The danger of tolerating evil was spelled out by Niemoller in a 1946 address to the Confessing Church in Frankfurt:
First they came for the communists, and I did not speak out —
because I was not a communist;
Then they came for the socialists, and I did not speak out —
because I was not a socialist;
Then they came for the trade unionists, and I did not speak out —
because I was not a trade unionist;
Then they came for the Jews, and I did not speak out—
because I was not a Jew;
Then they came for me —
and there was no one left to speak out for me.
American mainline churches have been remarkably silent about the persecuted church. Some leaders are afraid to state publicly that Islamic extremists are the primary persecutors for fear of antagonizing mainstream, peaceful Muslims. Some liberals believe that it is politically incorrect to criticize any religious group (except evangelical Christians).
The time for timidity has passed. The plight of persecuted Christians must move to the top of everyone’s agenda, including the United Methodist Council of Bishops, the Connectional Table, and the General Conference.

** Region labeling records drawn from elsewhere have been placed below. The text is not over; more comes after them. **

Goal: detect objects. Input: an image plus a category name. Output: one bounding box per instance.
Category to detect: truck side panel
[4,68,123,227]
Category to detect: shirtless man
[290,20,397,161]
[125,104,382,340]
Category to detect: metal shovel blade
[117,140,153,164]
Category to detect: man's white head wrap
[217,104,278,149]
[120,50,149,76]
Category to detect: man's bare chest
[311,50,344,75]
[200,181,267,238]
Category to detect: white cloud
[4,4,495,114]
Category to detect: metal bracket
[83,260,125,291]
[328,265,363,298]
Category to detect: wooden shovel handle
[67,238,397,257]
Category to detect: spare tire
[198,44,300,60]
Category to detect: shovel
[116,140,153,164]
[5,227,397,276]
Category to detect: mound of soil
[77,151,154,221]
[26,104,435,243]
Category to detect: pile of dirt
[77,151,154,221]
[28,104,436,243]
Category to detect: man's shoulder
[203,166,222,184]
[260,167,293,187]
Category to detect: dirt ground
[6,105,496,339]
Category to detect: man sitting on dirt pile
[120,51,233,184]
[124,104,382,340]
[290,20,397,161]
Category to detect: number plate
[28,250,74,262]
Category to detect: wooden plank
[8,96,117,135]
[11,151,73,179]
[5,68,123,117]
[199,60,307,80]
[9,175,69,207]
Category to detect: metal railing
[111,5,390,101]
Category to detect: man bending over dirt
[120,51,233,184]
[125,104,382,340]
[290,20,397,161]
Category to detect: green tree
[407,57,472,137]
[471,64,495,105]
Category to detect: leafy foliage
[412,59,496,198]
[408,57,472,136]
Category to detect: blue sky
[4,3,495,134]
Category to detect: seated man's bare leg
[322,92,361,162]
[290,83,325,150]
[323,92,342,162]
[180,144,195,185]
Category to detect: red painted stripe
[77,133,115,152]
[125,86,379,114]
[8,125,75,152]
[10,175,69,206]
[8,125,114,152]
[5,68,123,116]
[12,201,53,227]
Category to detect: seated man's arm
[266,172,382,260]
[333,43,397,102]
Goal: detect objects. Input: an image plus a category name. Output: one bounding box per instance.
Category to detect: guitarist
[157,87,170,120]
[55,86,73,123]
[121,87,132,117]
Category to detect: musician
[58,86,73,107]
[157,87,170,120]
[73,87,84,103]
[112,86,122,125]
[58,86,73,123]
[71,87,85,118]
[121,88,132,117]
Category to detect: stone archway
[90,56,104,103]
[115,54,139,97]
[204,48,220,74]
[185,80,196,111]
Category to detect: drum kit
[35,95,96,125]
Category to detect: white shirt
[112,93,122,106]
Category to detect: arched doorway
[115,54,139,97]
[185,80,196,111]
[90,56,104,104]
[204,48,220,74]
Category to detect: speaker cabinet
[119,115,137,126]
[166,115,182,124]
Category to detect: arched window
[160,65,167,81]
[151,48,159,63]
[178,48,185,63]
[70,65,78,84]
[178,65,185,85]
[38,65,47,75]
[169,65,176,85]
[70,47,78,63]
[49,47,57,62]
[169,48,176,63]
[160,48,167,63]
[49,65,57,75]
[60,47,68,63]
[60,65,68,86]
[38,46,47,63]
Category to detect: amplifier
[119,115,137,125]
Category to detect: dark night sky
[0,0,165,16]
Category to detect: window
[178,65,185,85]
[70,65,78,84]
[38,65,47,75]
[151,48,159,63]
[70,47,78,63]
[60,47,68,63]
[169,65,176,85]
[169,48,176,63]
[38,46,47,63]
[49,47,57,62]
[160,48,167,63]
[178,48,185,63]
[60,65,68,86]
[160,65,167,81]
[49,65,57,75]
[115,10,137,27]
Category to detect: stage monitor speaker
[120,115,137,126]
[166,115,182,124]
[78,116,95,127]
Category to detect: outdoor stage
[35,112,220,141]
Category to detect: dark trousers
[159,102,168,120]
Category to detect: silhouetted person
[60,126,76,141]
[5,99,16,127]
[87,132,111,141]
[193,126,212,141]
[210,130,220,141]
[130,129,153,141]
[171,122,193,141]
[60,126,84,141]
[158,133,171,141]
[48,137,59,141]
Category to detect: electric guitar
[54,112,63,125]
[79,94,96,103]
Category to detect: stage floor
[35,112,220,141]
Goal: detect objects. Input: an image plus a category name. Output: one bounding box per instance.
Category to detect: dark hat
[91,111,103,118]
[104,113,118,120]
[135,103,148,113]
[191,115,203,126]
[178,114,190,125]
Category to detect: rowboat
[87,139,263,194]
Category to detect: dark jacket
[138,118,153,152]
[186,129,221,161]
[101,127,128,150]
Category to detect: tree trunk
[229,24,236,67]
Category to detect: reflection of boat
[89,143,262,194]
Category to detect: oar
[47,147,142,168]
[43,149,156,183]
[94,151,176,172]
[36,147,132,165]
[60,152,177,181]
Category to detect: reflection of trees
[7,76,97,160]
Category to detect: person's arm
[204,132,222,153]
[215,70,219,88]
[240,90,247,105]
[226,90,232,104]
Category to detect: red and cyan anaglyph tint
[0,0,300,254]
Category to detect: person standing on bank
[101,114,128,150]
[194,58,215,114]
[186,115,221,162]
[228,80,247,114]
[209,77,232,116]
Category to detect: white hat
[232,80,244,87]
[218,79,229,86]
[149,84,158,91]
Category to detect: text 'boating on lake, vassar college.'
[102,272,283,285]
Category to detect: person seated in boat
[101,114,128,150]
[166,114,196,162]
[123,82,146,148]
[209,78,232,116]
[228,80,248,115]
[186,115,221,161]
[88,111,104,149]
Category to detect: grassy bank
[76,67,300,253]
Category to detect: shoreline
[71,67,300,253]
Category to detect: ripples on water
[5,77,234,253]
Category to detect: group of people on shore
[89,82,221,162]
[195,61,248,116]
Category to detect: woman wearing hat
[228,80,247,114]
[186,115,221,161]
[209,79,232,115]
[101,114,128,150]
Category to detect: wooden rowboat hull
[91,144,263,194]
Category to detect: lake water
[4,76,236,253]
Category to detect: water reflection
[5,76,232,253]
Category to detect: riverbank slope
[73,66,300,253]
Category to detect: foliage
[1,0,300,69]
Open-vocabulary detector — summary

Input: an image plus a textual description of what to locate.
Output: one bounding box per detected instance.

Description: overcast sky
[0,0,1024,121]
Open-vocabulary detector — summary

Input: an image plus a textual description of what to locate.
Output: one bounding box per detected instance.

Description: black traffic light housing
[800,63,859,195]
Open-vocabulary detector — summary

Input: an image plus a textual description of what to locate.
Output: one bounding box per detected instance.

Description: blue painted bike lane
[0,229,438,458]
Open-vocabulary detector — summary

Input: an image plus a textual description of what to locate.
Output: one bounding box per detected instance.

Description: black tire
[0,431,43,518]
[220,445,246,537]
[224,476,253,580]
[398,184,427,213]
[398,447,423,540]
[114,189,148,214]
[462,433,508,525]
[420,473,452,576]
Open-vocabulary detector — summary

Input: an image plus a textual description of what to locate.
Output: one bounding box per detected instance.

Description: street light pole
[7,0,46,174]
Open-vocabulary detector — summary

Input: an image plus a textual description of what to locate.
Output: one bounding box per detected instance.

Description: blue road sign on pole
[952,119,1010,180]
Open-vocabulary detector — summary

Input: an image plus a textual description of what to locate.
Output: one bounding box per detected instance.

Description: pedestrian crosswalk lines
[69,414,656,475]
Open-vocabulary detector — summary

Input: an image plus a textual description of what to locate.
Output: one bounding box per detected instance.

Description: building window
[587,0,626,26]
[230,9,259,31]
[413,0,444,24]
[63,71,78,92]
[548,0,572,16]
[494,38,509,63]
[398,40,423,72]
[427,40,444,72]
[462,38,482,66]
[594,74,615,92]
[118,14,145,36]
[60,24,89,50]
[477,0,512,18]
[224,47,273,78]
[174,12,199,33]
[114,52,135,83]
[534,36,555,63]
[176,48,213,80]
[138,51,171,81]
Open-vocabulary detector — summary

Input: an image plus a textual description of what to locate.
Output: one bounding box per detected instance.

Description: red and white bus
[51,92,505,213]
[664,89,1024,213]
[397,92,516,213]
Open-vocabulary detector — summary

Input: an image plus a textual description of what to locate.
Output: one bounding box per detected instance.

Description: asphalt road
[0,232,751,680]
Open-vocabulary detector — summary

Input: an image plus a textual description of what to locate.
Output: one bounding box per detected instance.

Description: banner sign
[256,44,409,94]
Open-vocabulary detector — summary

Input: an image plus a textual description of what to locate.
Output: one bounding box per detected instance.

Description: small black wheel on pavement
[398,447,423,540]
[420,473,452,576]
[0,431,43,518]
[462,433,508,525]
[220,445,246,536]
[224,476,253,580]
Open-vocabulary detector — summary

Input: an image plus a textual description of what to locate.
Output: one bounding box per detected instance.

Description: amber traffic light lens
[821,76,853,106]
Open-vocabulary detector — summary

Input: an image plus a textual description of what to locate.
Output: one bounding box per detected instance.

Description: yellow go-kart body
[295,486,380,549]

We must pray daily for these front-line citizens of the Kingdom, and we must demand that the governments of the world take all necessary steps to stop the persecution of any and all persons because of their faith.
William R. Bouknight retired from the pastorate in 2007 after more than 40 years of serving United Methodist churches in South Carolina and Tennessee. He became an associate director of the Confessing Movement in August 2008.
Dr. Bouknight is the author of The Authoritative Word: Preaching Truth in a Skeptical Age (Abingdon, 2001), and If Disciples Grew Like Kudzu (Bristol House, 2007). He was educated at Duke University, the University of Edinburgh, and Yale Divinity School.